Beyond its balance-sheet rebuttals, the release is reigniting public debate. Two weeks prior, conservative activist Laura Loomer claimed on X that a “massive and well-funded effort” was underway to persuade U.S. President Donald Trump to issue Bankman-Fried a presidential pardon. Although unverified, the rumour has sparked intense discussion across the crypto community — especially in light of the outgoing administration’s recent pro-crypto positions and prior clemency moves.

Among the more eyebrow-raising parallels is that of Changpeng Zhao, founder of Binance and one-time rival of Bankman-Fried. Zhao, who pleaded guilty to U.S. anti-money laundering violations at the world’s largest crypto exchange, was recently pardoned by Trump — amplifying speculation that the former FTX boss might pursue a similar lifeline.

FTX’s Legacy: Scandal, Lessons, and Recruiting Reform

For the blockchain industry, Bankman-Fried’s continued efforts to justify FTX’s collapse underscore a pivotal challenge: credibility. The episode serves as both an ethics lesson and a reminder of why transparent governance structures are indispensable for Web3 companies. The controversy continues to influence crypto recruitment trends, with firms seeking compliance officers, blockchain auditors and DeFi risk analysts to avoid repeating FTX’s mistakes.

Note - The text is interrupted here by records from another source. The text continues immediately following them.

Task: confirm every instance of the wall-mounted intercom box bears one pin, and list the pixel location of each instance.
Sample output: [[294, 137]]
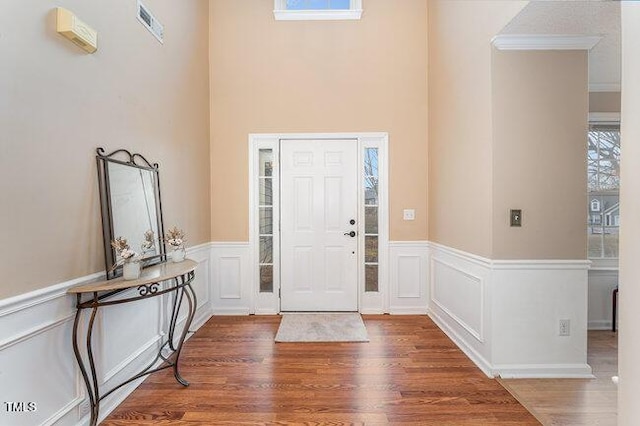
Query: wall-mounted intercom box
[[75, 30]]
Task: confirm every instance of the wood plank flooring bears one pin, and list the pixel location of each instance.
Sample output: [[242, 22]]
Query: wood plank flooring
[[410, 373], [576, 401]]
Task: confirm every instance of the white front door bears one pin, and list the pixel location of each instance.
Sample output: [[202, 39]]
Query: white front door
[[319, 205]]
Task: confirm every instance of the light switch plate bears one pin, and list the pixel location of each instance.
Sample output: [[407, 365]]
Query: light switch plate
[[409, 214]]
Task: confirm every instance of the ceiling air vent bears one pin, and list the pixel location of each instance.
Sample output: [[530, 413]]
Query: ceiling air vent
[[150, 22]]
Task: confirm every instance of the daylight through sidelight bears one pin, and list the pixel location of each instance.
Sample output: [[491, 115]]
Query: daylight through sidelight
[[603, 177], [371, 210], [265, 214]]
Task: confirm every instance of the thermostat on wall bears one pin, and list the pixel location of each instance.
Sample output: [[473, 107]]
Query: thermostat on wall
[[75, 30]]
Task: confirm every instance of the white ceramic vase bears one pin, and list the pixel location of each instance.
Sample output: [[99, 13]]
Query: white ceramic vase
[[131, 270], [178, 254]]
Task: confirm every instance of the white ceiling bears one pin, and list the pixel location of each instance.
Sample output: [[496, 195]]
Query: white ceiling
[[578, 17]]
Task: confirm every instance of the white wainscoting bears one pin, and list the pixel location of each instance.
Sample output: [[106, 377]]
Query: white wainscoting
[[36, 355], [409, 277], [601, 285], [504, 314], [460, 301], [231, 283]]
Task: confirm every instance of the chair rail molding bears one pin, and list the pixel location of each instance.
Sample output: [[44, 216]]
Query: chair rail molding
[[544, 42], [504, 314], [35, 341]]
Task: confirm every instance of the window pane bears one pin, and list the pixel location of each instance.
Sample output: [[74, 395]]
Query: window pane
[[370, 220], [266, 221], [603, 178], [370, 249], [266, 162], [610, 242], [266, 191], [370, 277], [595, 244], [266, 249], [266, 279], [318, 4], [371, 162], [371, 191], [339, 4]]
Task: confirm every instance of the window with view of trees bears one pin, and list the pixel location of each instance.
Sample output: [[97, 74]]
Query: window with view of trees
[[371, 180], [603, 203]]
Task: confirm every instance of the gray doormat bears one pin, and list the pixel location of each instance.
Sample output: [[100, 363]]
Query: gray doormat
[[330, 327]]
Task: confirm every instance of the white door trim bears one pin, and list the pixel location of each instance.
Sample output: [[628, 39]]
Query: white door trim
[[368, 302]]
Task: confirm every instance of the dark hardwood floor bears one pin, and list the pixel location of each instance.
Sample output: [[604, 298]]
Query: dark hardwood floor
[[410, 373]]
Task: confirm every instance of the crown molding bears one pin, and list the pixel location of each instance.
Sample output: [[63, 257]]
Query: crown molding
[[604, 117], [544, 42], [604, 87]]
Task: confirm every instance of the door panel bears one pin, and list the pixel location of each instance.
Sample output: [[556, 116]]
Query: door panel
[[319, 263]]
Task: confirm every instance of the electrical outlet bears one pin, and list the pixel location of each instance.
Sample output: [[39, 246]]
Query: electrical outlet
[[409, 214], [515, 216], [84, 408]]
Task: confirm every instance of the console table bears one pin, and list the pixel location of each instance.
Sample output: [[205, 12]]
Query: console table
[[154, 281]]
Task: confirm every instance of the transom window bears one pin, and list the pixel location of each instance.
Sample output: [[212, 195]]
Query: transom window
[[603, 177], [317, 9], [318, 4]]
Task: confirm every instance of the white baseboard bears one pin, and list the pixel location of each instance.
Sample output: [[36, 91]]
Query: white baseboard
[[505, 314], [602, 325], [545, 371], [36, 342]]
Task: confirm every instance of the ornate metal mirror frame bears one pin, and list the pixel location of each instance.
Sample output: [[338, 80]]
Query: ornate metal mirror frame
[[131, 207]]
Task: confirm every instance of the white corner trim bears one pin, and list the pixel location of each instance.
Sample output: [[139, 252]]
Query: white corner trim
[[604, 117], [605, 87], [544, 42]]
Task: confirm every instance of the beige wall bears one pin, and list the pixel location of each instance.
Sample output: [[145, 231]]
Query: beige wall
[[57, 104], [460, 133], [540, 105], [272, 76], [604, 102], [629, 296]]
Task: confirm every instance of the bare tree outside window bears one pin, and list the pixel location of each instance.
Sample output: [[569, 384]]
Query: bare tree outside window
[[603, 184]]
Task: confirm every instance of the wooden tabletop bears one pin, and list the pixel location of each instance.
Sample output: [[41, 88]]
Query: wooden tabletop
[[152, 274]]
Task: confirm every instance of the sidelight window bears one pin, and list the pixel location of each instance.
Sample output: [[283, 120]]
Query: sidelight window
[[603, 176], [371, 221], [265, 218]]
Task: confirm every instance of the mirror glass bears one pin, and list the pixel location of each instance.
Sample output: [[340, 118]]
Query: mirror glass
[[132, 197], [130, 201]]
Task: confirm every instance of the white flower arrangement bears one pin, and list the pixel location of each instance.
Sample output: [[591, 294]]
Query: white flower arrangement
[[149, 241], [175, 238], [123, 251]]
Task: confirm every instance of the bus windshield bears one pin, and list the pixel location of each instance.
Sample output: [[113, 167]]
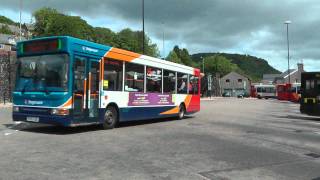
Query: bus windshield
[[45, 73]]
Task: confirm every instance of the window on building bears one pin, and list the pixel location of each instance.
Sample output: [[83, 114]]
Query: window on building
[[154, 79], [169, 81], [193, 85], [134, 77], [182, 83], [113, 72]]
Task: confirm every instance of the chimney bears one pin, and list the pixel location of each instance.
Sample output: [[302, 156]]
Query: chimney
[[300, 67]]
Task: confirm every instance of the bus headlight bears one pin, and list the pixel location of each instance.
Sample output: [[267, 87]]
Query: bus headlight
[[62, 112], [15, 109]]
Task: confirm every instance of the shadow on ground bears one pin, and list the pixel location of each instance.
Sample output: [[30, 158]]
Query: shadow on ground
[[59, 130], [300, 117]]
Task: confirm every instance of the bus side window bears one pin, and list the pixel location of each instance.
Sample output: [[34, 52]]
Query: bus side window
[[112, 75], [193, 85], [182, 83], [154, 79], [79, 71], [134, 77], [169, 81], [94, 76]]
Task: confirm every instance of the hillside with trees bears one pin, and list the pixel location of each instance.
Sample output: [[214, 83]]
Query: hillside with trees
[[251, 66], [50, 22]]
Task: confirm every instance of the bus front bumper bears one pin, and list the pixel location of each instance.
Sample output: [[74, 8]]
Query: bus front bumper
[[310, 109], [43, 119]]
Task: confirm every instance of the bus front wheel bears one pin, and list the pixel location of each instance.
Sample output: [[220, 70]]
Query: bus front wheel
[[182, 111], [110, 118]]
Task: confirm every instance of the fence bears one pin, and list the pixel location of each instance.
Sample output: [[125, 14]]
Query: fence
[[7, 75]]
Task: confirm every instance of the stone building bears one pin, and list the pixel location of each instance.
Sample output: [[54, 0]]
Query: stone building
[[295, 76], [234, 84]]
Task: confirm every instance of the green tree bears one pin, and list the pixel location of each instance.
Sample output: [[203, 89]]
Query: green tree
[[104, 36], [44, 18], [173, 57], [49, 22], [132, 41], [5, 29], [219, 64], [6, 20], [185, 57]]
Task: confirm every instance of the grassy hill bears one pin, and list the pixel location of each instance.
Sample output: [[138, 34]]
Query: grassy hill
[[253, 67]]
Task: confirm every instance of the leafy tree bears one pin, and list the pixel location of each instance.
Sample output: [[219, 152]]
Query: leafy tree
[[132, 41], [185, 57], [104, 36], [219, 64], [44, 18], [173, 57], [49, 22], [5, 30], [6, 20]]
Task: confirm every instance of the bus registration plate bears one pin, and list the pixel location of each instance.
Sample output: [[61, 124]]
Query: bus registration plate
[[33, 119]]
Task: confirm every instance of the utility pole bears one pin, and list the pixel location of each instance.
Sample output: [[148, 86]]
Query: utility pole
[[163, 41], [143, 52], [20, 31], [287, 23]]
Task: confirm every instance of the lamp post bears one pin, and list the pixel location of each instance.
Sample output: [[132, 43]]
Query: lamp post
[[202, 64], [287, 23], [20, 30], [163, 41], [143, 27]]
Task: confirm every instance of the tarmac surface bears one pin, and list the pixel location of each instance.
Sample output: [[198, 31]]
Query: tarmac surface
[[229, 139]]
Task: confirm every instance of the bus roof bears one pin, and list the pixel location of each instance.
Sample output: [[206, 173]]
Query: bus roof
[[84, 46]]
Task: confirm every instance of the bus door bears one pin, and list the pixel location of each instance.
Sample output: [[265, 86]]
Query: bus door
[[85, 90]]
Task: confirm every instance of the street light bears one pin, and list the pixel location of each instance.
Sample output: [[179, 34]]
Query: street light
[[20, 30], [202, 64], [142, 26], [287, 23], [163, 41]]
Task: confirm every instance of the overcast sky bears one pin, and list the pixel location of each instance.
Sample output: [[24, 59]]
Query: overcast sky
[[252, 27]]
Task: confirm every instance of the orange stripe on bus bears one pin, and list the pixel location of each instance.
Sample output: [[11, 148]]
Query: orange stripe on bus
[[68, 103], [174, 110], [120, 54]]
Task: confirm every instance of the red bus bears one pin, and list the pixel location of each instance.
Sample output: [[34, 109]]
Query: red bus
[[289, 92], [282, 92]]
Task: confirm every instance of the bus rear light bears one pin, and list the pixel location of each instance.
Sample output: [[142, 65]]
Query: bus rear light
[[62, 112]]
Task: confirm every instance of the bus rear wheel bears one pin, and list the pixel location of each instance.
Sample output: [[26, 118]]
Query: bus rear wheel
[[110, 118], [182, 111]]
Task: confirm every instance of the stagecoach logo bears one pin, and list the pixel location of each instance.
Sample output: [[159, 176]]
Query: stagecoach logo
[[30, 102], [89, 49]]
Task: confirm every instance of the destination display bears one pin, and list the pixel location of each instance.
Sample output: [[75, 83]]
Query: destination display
[[149, 99], [41, 46]]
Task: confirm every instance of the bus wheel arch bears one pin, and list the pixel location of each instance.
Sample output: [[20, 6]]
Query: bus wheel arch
[[111, 116], [182, 110]]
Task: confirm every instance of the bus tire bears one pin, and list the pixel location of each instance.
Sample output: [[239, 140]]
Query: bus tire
[[110, 118], [182, 111]]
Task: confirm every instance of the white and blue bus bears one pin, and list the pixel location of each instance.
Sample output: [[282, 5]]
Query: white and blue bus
[[67, 81]]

At Spectrum Search, we’ve observed a post-FTX acceleration in demand for regulatory-savvy professionals — from web3 recruiters to crypto headhunters — who can navigate both the high-growth promise of digital assets and the tightened oversight that’s now defining the sector.

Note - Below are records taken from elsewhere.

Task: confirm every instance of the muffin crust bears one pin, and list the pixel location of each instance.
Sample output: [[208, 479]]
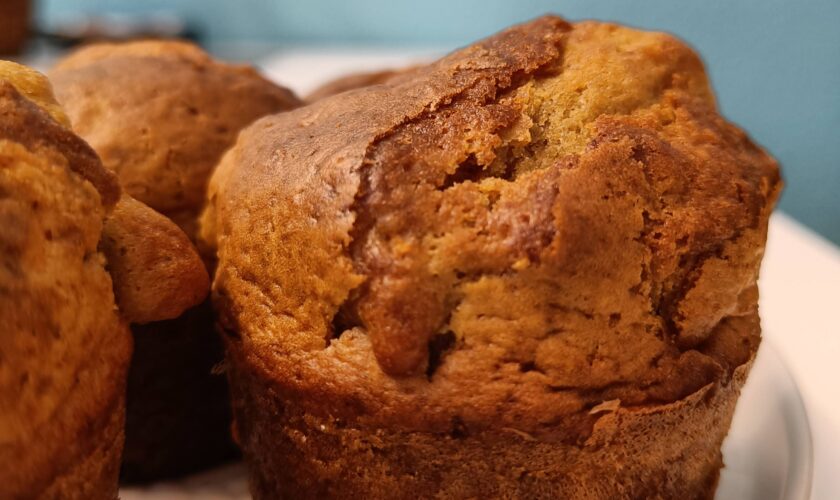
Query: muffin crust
[[543, 246]]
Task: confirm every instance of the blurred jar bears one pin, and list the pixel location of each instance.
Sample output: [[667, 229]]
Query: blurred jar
[[14, 25]]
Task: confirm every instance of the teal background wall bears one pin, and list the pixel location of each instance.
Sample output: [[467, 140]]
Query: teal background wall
[[775, 64]]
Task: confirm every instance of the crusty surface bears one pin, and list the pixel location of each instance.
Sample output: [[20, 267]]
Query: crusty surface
[[157, 272], [160, 114], [355, 81], [64, 350], [548, 221]]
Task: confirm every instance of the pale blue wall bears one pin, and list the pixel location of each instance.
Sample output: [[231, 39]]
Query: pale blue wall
[[775, 63]]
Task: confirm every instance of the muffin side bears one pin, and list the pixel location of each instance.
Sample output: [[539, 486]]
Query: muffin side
[[65, 350], [163, 137]]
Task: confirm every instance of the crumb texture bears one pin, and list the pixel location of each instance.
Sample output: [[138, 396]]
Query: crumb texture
[[162, 136], [551, 231], [64, 350]]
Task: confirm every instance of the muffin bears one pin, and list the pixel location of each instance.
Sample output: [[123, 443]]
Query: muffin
[[160, 114], [527, 271], [65, 348], [355, 81]]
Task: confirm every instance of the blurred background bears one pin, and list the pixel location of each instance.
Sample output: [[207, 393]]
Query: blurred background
[[775, 64]]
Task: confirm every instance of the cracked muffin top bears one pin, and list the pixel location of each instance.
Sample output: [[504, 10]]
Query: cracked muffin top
[[160, 114], [551, 218]]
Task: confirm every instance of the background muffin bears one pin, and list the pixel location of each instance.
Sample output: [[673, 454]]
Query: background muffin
[[527, 271], [355, 81], [65, 348], [160, 114]]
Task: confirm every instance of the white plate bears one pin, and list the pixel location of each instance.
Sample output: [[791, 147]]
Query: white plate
[[768, 452]]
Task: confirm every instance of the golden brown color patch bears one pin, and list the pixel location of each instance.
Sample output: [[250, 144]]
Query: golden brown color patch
[[64, 350], [355, 81], [157, 272], [160, 114], [526, 270]]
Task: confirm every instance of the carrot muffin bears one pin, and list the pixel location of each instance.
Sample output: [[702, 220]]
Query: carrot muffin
[[65, 348], [355, 81], [160, 114], [527, 271]]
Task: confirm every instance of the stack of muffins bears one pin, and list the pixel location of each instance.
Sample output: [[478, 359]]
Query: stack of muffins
[[526, 270]]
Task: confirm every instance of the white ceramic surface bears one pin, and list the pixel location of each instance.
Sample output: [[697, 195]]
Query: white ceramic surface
[[768, 453]]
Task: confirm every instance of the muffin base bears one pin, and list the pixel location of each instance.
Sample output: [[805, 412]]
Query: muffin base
[[95, 475], [656, 451]]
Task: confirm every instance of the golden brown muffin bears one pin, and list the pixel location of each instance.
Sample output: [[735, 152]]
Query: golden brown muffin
[[356, 81], [65, 348], [160, 114], [528, 271]]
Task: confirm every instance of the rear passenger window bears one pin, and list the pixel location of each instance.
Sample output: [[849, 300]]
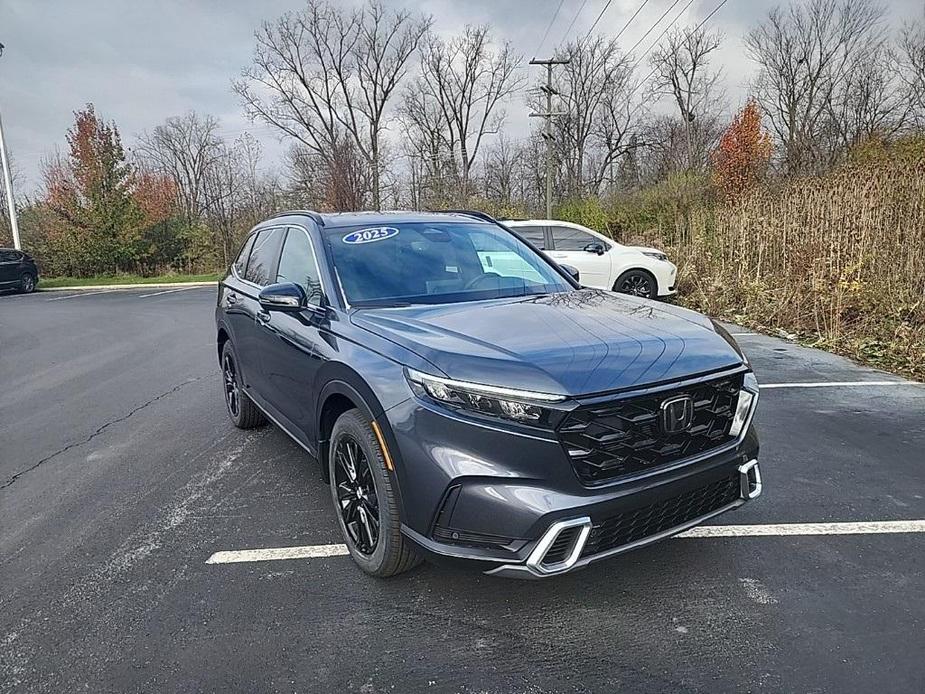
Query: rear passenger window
[[261, 268], [240, 265], [568, 239], [297, 264], [535, 235]]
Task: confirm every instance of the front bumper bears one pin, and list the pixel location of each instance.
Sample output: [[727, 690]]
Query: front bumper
[[537, 566], [502, 501]]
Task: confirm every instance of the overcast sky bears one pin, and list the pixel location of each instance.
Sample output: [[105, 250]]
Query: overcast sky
[[141, 61]]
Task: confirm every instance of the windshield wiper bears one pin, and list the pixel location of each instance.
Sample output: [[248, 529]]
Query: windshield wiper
[[380, 304]]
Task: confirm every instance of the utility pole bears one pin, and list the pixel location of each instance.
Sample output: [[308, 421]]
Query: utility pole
[[548, 115], [8, 185]]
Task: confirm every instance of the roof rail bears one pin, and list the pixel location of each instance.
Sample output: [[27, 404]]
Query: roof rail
[[316, 218], [471, 213]]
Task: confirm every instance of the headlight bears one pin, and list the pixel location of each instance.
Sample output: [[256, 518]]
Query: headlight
[[517, 405], [745, 406]]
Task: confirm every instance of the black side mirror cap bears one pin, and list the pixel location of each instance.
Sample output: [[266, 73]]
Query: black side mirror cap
[[284, 296], [571, 270]]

Evaluating the Economic Claim

Despite the data-laden tone of Bankman-Fried’s defence paper, experts remain deeply unconvinced. Forensic accounting reports from court-appointed bankruptcy teams paint a starkly different picture: one of missing records, poor asset segregation, and deliberate commingling of client funds. In that light, assertions of solvency “on paper” appear moot — especially given the liquidity collapse triggered by investor panic when Binance announced it would liquidate its FTT holdings.

Industry observers recall that this moment — dramatically chronicled during the 2022 “crypto contagion” — sent shockwaves through markets, setting off a domino of insolvencies at other firms, from Celsius to Voyager. The ensuing chain reaction has since reshaped global blockchain policy, driving stricter regulations such as the UK’s enhanced crypto enforcement laws and the EU’s MiCA framework.

Restoring Trust in the New Web3 Economy

The lasting legacy of the Bankman-Fried case is not merely legal but cultural. FTX once epitomised the youthful optimism of decentralised finance — a brand that cast itself as the moral compass of crypto exchange innovation. Its downfall shocked investors and recruiters alike, undermining trust in founders’ promises and exposing how fragile corporate ethics can be in fast-moving markets.

Yet the ecosystem continues to rebuild. A new wave of blockchain recruitment is emerging, prioritising risk assessment, treasury transparency, and smart-contract governance. The industry is actively chasing DeFi talent capable of preventing the next systemic collapse. The search for Web3 professionals now emphasises integrity as much as innovation — a sign of maturation across the crypto employment landscape.

Judicial Irony and Public Accountability

When Judge Lewis Kaplan sentenced Bankman-Fried to twenty-five years imprisonment earlier this year, he invoked a sharp metaphor: “A thief who takes his loot to Las Vegas and successfully bets the stolen money is not entitled to a discount.” The remark cut through the numbers, dismantling any notion that subsequent market gains could wash away initial wrongdoing — or that speculative fortune could undo the human and institutional damage caused.

Despite this, the resurfacing of Bankman-Fried’s arguments via his old X account suggests an ongoing PR battle for reputation, a campaign aimed at rewriting crypto’s most infamous collapse as a solvable liquidity misfire rather than calculated betrayal. Whether that rebranding gains traction remains to be seen. But one thing is clear — in the interconnected world of crypto recruitment agencies and institutional DeFi investment, the lessons of FTX will continue shaping hiring priorities, governance strategies, and the ethical code of blockchain’s next generation.